OSError – if the file could not be opened.
- get_object_hash(key: str) str [source]#
Return the SHA-256 hash of an object stored under the given key.
Important
A SHA-256 hash should always be returned, to ensure consistency across different repository implementations.
- Parameters:
key – fully qualified identifier for the object within the repository.
- Raises:
FileNotFoundError – if the file does not exist.
OSError – if the file could not be opened.
- has_object(key: str) bool [source]#
Return whether the repository has an object with the given key.
- Parameters:
key – fully qualified identifier for the object within the repository.
- Returns:
True if the object exists, False otherwise.
- abstract has_objects(keys: List[str]) List[bool] [source]#
Return whether the repository has an object with the given key.
- Parameters:
keys – list of fully qualified identifiers for objects within the repository.
- Returns:
list of logicals, in the same order as the keys provided, with value True if the respective object exists and False otherwise.

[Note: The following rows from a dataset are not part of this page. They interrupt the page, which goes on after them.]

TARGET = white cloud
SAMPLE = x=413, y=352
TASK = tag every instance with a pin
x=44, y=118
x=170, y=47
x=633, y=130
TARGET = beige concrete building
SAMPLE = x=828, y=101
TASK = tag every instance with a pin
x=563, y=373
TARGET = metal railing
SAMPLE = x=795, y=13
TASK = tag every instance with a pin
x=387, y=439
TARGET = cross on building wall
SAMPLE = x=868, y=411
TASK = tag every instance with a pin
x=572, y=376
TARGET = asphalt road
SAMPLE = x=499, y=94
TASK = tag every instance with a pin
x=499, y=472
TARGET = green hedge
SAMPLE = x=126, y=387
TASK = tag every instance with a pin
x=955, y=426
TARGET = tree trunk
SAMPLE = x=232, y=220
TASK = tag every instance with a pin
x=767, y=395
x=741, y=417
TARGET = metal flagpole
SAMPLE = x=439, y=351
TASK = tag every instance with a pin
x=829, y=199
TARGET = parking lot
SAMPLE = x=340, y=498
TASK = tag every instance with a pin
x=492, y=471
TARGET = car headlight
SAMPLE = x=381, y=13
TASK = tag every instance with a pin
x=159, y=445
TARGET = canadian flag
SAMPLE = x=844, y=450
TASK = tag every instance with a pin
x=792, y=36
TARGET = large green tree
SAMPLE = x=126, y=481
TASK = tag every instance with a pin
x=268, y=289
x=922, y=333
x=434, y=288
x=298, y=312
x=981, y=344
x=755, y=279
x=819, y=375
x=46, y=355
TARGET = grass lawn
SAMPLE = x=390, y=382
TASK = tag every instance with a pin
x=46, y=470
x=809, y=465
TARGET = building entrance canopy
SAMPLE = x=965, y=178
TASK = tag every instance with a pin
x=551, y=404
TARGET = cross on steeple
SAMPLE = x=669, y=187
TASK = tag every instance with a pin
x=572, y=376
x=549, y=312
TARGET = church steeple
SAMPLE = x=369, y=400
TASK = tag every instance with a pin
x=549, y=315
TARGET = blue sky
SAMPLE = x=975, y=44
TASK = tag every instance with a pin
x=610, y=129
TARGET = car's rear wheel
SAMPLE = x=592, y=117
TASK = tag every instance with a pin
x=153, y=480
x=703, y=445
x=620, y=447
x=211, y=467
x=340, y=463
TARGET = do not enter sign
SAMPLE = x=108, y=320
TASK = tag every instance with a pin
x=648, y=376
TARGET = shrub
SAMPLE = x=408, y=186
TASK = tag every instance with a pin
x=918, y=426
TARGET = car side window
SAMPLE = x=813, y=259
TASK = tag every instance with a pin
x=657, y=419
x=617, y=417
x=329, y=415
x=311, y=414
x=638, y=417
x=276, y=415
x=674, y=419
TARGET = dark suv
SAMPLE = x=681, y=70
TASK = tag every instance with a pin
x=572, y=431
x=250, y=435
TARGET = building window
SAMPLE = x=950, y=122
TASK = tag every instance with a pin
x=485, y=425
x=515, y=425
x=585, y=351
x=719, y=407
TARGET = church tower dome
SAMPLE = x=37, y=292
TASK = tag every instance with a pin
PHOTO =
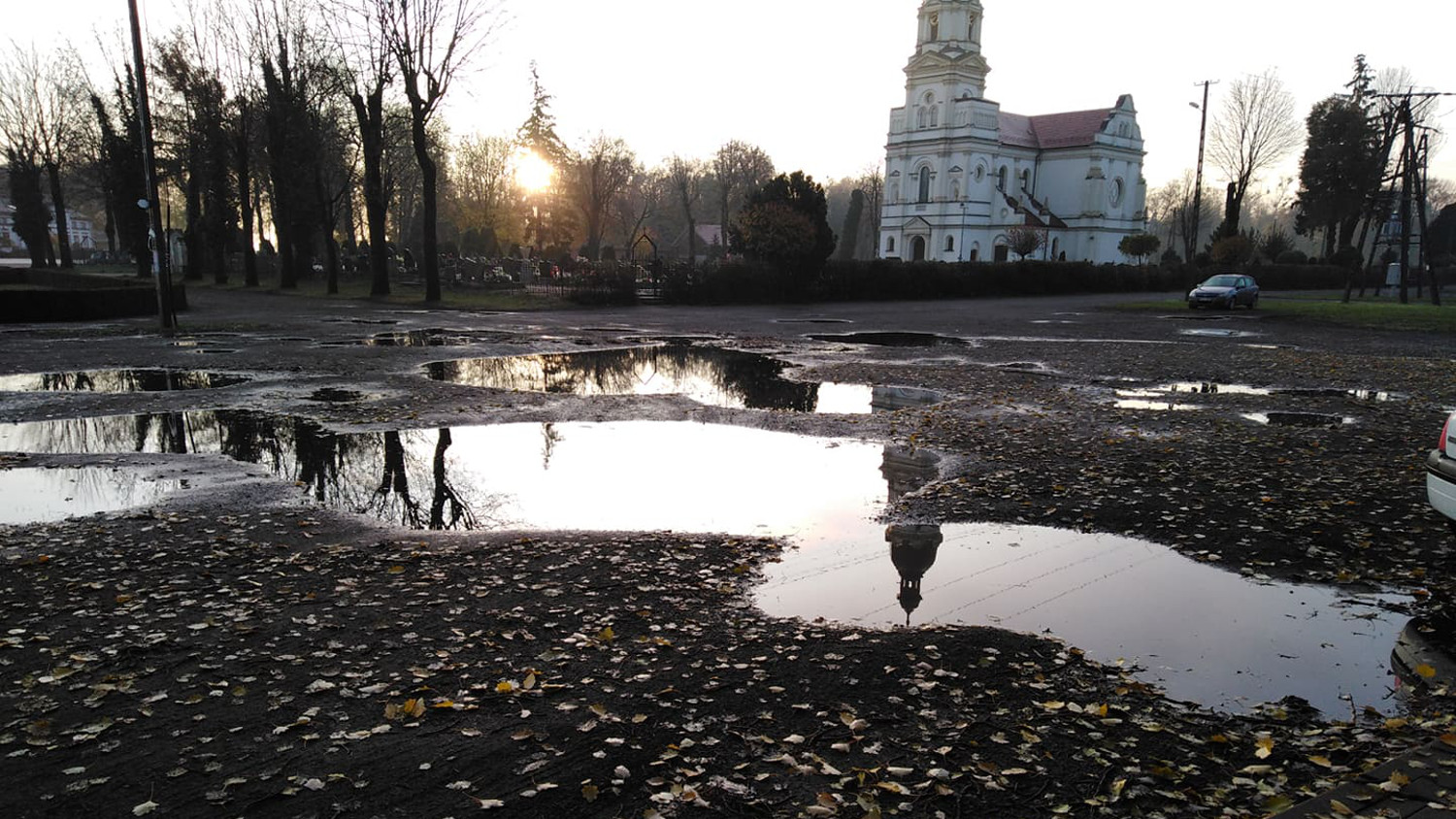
x=948, y=49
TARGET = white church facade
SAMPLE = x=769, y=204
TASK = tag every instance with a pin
x=961, y=174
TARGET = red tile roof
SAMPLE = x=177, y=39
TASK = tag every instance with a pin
x=1051, y=131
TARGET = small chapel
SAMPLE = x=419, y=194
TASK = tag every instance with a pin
x=961, y=174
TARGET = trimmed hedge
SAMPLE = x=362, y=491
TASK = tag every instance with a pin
x=78, y=297
x=745, y=282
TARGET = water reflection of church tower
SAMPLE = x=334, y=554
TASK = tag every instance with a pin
x=911, y=545
x=911, y=550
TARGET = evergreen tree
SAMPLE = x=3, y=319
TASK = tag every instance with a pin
x=538, y=134
x=32, y=218
x=1339, y=172
x=785, y=223
x=121, y=178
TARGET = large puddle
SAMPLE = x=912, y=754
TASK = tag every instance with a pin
x=118, y=381
x=1203, y=633
x=41, y=495
x=708, y=376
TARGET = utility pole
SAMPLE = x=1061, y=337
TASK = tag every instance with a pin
x=1191, y=245
x=1411, y=178
x=149, y=168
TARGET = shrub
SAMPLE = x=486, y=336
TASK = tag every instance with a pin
x=1232, y=250
x=1347, y=258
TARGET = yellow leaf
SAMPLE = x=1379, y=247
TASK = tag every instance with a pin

- abstract initialise(**kwargs) None [source]#
Initialise the repository if it hasn’t already been initialised.
- Parameters:
kwargs – parameters for the initialisation.
- abstract iter_object_streams(keys: List[str]) Iterator[Tuple[str, BinaryIO]] [source]#
Return an iterator over the (read-only) byte streams of objects identified by key.
Note
handles should only be read within the context of this iterator.
- Parameters:
keys – fully qualified identifiers for the objects within the repository.
- Returns:
an iterator over the object byte streams.
- Raises:
FileNotFoundError – if the file does not exist.

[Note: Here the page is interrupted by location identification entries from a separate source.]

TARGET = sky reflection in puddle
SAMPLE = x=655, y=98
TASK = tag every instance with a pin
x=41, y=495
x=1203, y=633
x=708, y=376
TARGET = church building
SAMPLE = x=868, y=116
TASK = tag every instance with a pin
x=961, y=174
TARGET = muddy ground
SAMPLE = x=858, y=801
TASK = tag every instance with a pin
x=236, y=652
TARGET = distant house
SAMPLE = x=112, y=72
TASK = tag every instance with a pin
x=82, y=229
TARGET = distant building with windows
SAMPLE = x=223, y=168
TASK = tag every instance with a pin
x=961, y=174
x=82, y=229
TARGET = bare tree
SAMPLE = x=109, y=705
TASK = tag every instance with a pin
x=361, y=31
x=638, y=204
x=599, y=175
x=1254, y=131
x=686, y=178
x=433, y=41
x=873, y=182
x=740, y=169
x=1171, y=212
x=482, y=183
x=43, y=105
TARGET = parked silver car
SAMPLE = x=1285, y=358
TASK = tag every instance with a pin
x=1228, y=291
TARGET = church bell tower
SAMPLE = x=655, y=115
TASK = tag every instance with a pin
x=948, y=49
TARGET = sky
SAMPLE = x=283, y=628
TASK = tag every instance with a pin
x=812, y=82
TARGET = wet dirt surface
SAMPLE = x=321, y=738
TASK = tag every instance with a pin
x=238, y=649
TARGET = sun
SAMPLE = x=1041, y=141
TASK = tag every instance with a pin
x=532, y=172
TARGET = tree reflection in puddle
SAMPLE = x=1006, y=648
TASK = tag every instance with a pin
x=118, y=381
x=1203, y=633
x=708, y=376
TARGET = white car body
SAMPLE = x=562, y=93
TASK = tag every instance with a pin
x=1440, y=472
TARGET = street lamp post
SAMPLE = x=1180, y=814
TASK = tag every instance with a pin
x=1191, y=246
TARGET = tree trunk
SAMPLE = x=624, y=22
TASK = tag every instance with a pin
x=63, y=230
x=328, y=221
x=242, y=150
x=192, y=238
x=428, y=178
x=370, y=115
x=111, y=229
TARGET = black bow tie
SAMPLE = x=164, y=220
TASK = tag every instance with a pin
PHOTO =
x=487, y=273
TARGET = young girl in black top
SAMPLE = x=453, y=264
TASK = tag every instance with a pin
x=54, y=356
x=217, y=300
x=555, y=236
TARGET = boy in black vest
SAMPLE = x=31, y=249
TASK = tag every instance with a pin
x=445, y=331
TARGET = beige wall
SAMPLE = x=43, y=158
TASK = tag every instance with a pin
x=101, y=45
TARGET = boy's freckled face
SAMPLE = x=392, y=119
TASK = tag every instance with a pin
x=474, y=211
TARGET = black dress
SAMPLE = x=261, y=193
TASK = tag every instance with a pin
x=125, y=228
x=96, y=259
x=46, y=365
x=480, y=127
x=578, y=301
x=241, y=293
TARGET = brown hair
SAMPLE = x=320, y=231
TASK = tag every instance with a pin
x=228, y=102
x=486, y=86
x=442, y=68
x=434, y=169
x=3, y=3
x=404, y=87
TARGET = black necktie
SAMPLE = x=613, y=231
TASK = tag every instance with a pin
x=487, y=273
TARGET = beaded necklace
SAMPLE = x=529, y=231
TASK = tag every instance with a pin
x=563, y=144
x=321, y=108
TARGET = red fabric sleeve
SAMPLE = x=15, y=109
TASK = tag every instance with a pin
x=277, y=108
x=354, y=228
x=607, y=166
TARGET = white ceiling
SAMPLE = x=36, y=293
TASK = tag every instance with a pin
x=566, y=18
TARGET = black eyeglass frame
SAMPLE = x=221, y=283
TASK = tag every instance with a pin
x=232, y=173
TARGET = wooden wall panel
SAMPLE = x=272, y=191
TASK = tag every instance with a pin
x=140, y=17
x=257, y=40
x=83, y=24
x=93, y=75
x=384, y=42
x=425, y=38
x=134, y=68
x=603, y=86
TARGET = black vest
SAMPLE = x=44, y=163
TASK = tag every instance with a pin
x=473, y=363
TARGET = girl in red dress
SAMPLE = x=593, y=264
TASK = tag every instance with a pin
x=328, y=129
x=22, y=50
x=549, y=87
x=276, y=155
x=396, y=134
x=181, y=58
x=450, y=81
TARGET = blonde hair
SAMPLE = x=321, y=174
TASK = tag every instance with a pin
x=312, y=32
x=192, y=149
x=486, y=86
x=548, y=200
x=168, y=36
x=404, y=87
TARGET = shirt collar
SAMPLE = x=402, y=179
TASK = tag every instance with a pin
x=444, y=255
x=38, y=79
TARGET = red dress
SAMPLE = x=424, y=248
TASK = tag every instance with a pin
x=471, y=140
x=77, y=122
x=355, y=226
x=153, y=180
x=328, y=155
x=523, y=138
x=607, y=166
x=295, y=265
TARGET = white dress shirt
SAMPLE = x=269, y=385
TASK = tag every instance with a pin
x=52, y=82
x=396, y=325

OSError – if a file could not be opened.
- abstract property key_format: str | None#
Return the format for the keys of the repository.

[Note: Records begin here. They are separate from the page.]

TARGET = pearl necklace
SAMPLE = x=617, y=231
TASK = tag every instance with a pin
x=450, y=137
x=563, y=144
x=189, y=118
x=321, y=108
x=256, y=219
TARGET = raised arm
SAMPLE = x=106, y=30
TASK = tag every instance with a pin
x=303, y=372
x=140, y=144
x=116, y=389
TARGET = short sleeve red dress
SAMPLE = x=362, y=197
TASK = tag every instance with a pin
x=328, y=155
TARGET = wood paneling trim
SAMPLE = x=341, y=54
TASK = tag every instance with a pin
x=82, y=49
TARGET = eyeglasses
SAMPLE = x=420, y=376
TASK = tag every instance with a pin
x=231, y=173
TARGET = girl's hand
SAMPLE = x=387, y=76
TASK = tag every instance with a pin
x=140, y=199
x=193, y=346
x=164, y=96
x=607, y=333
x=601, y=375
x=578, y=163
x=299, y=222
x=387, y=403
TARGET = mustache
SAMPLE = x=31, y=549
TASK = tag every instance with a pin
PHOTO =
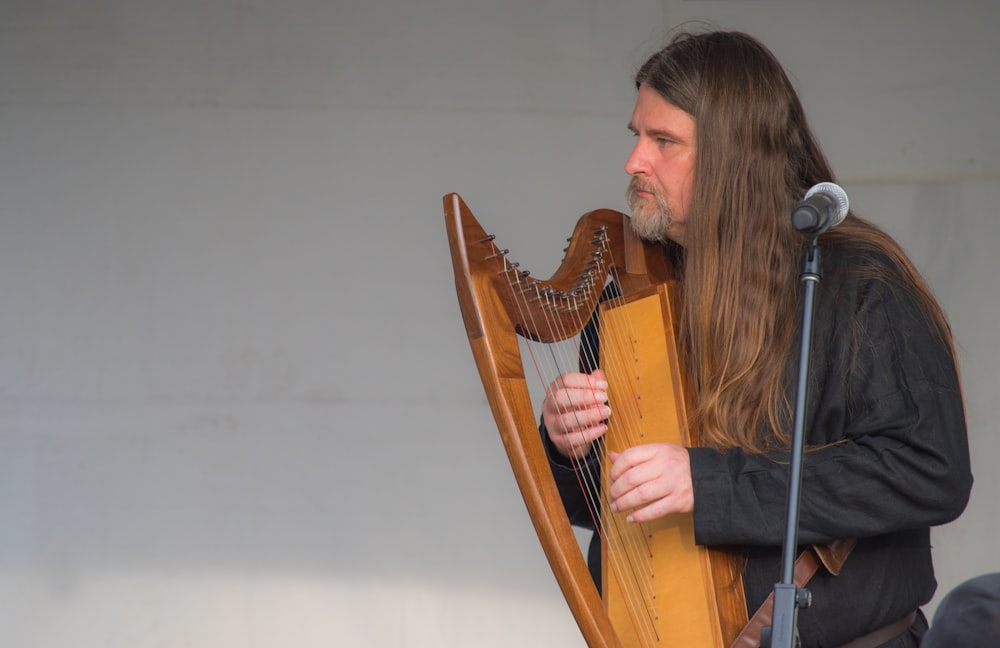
x=637, y=184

Important for when migrating between backends (e.g. archive -> main), as if they are not equal then it is necessary to re-compute all the Node.base.repository.metadata before importing (otherwise they will not match with the repository).
- abstract list_objects() Iterable[str] [source]#
Return iterable that yields all available objects by key.
- Returns:
An iterable for all the available object keys.
- abstract maintain(dry_run: bool = False, live: bool = True, **kwargs) None [source]#
Performs maintenance operations.
- Parameters:
dry_run – flag to only print the actions that would be taken without actually executing them.
live – flag to indicate to the backend whether AiiDA is live or not (i.e. if the profile of the backend is currently being used/accessed). The backend is expected then to only allow (and thus set by default) the operations that are safe to perform in this state.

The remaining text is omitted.